The green ideology is racist. It presupposes that others’ poverty and others’ futures are determined by weather rather than by the changes that can be brought by man-made technological, economic and political development. The disparity between the wealthiest and poorest people in the world allows this presupposition to become an imposition.

Despite green attempts to keep people in their places, there are far fewer people now living on the edges of global society than before. Contrary to Greta, Ehrlich and Monbiot’s understanding, diseases of poverty are on their way to being eliminated. Far fewer people die in natural disasters today than a century ago, when the population was a quarter of what it is now and when the world was considerably less industrialised.

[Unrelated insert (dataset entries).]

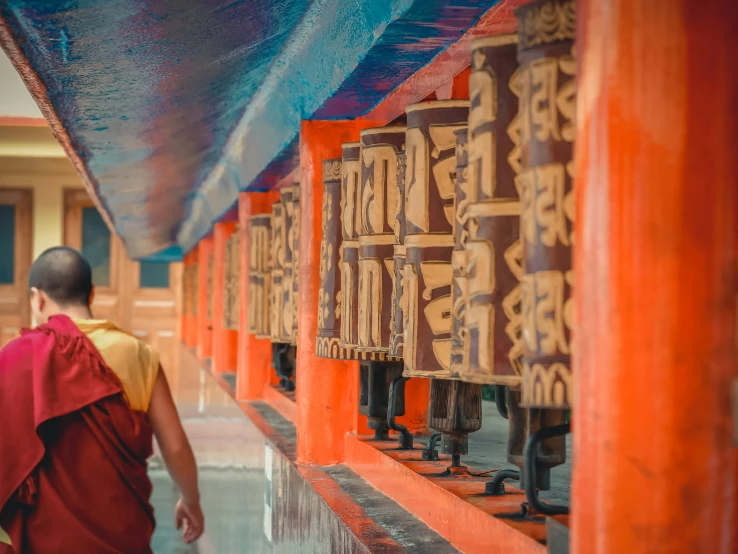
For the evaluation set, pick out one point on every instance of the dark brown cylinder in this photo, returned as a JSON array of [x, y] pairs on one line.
[[547, 128]]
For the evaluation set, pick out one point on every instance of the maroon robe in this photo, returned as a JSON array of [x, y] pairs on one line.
[[72, 452]]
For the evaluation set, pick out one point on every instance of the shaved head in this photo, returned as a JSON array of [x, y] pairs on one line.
[[64, 275]]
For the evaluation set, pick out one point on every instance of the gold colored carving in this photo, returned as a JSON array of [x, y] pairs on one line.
[[546, 22]]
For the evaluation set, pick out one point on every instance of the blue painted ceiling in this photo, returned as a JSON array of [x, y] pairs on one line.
[[173, 107]]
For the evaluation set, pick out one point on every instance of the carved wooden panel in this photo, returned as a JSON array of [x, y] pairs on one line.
[[231, 292], [490, 336], [378, 188], [396, 333], [547, 129], [429, 213], [277, 260], [328, 344], [288, 244], [295, 258], [259, 237]]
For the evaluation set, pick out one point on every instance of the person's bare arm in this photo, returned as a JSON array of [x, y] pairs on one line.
[[178, 457]]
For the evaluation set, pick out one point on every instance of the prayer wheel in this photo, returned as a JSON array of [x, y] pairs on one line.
[[546, 53], [396, 333], [488, 221], [429, 214], [231, 283], [259, 236], [378, 189], [288, 244], [295, 258], [276, 257], [328, 343]]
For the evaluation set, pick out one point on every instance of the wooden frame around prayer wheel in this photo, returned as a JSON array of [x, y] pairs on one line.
[[429, 212], [328, 340], [231, 282], [547, 84], [377, 191], [488, 221], [260, 278]]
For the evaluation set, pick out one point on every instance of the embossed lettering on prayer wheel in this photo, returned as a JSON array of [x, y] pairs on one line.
[[378, 188], [259, 237], [328, 344], [276, 293], [489, 215], [288, 244], [546, 32], [429, 214], [396, 334], [295, 259]]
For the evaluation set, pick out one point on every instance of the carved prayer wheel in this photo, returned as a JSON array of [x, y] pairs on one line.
[[295, 258], [231, 283], [429, 213], [259, 237], [546, 52], [276, 257], [396, 328], [288, 243], [378, 189], [489, 220], [328, 343], [350, 185]]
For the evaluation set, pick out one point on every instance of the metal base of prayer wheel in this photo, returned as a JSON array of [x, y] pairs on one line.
[[375, 380]]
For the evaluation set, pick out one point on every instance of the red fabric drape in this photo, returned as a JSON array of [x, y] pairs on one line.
[[72, 453]]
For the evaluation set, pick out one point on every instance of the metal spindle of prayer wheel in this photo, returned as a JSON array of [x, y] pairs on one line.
[[328, 340], [396, 333], [259, 232], [430, 184], [546, 53]]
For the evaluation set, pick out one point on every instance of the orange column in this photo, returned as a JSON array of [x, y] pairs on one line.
[[204, 318], [254, 355], [325, 388], [656, 286], [191, 319], [225, 341]]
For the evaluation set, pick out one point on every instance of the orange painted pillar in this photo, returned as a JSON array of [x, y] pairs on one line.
[[656, 286], [324, 387], [204, 300], [225, 341], [254, 355], [191, 334]]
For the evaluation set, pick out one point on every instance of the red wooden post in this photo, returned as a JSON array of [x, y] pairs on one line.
[[656, 261], [204, 300], [254, 355]]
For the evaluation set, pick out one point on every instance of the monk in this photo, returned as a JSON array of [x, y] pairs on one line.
[[79, 402]]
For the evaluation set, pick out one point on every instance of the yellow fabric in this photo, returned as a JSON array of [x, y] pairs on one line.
[[134, 362]]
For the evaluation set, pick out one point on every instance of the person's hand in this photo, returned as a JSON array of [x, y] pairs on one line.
[[188, 517]]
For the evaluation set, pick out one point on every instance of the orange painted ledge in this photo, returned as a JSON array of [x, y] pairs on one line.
[[454, 507]]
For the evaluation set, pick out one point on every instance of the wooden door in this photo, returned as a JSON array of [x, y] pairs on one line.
[[85, 230], [16, 243], [142, 298]]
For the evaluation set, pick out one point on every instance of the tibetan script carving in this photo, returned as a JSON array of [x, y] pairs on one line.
[[430, 184], [547, 128], [378, 187], [491, 262]]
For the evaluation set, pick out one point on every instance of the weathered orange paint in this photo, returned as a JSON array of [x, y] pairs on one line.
[[254, 355], [656, 278], [191, 320], [225, 341], [453, 507], [204, 325], [324, 407]]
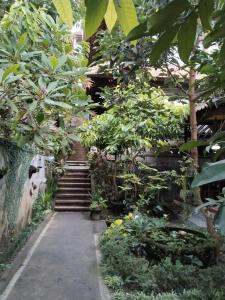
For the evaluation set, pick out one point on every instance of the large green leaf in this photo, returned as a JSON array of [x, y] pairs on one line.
[[21, 42], [187, 147], [111, 15], [138, 32], [58, 103], [205, 12], [210, 173], [163, 43], [160, 20], [11, 69], [186, 37], [127, 15], [64, 9], [95, 11]]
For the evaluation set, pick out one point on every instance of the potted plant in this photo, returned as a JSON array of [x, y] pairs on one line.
[[98, 204]]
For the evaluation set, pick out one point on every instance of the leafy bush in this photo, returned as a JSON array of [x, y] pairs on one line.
[[113, 282], [187, 295], [199, 295], [119, 246], [141, 296]]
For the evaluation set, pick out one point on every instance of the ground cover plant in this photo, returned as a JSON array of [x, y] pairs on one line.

Progress has not come fast enough, of course. But the claim that ‘stable’ weather will improve anyone’s living condition is a lie. Countless greens argue that, without rises in CO2 emissions, there would be no conflict, no poverty, no hunger, no inequality. But this is oblivious both to the present historical lows of all of the above, and to the implications of a political order that imposes ‘sustainability’ on a population – and one of those consequences is racism.

One problem we face is that so many ‘development’ agencies are dominated by environmentalist anti-development thinking. The boast of the World Bank’s ‘sustainability’ agenda, for example, is epitomised by this video, in which a family in Tanzania is ‘liberated’ from the necessity of buying or collecting firewood for cooking. Instead, wife, mother and housekeeper, Judith, must collect animal shit to put into a vat, which then produces gas the family can use for cooking. It’s not even shit generated by an industrial process. It’s shit from someone’s backyard.

If this strikes you as an improvement, and as a mark of success by a global political institution in abolishing poverty, you need to ‘check your privilege’. Judith’s domestic natural-gas reactor is a Heath Robinson contraption, not development. It ‘abolishes’ poverty only at best in a palliative sense – not in a structural or systemic sense. Where is the electricity grid? Where is Judith’s car? Where is Judith’s aircon, washing machine, dishwasher? If Black Lives Matter, then the grid matters, the car matters and the domestic appliances matter. Would you accept daily shit-collecting as a solution to your family’s energy needs?

Meanwhile, the World Bank and other global political and financial institutions, on the instructions of the United Nations, green billionaires and their pet NGOs, have withdrawn financial support for fossil-fuel-fired power stations for developing economies. Energy infrastructure, which has in recent decades proved essential to the rapid development seen in China and India, is being explicitly denied to the people who need it most. Their desire for a better life is not ‘sustainable’, you see.

And yet it is micro-aggressions, not macroeconomics, which trouble today’s anti-racist radicals. For all the talk of ‘systems’ and ‘structures’, it is ‘symbols’ which preoccupy them. As activists tear down statues of history’s racists, it is the present that they ignore.

Tycoons, who made vast fortunes from oil, gas and coal, and who built global institutions in their own image, have spent billions on PR campaigns to recast themselves as green philanthropists, who can buy favourable coverage in the Guardian, and are free to assert themselves and their designs over billions of people with impunity. This is ignored by Black Lives Matter and green activists alike. Environmentalism is racist.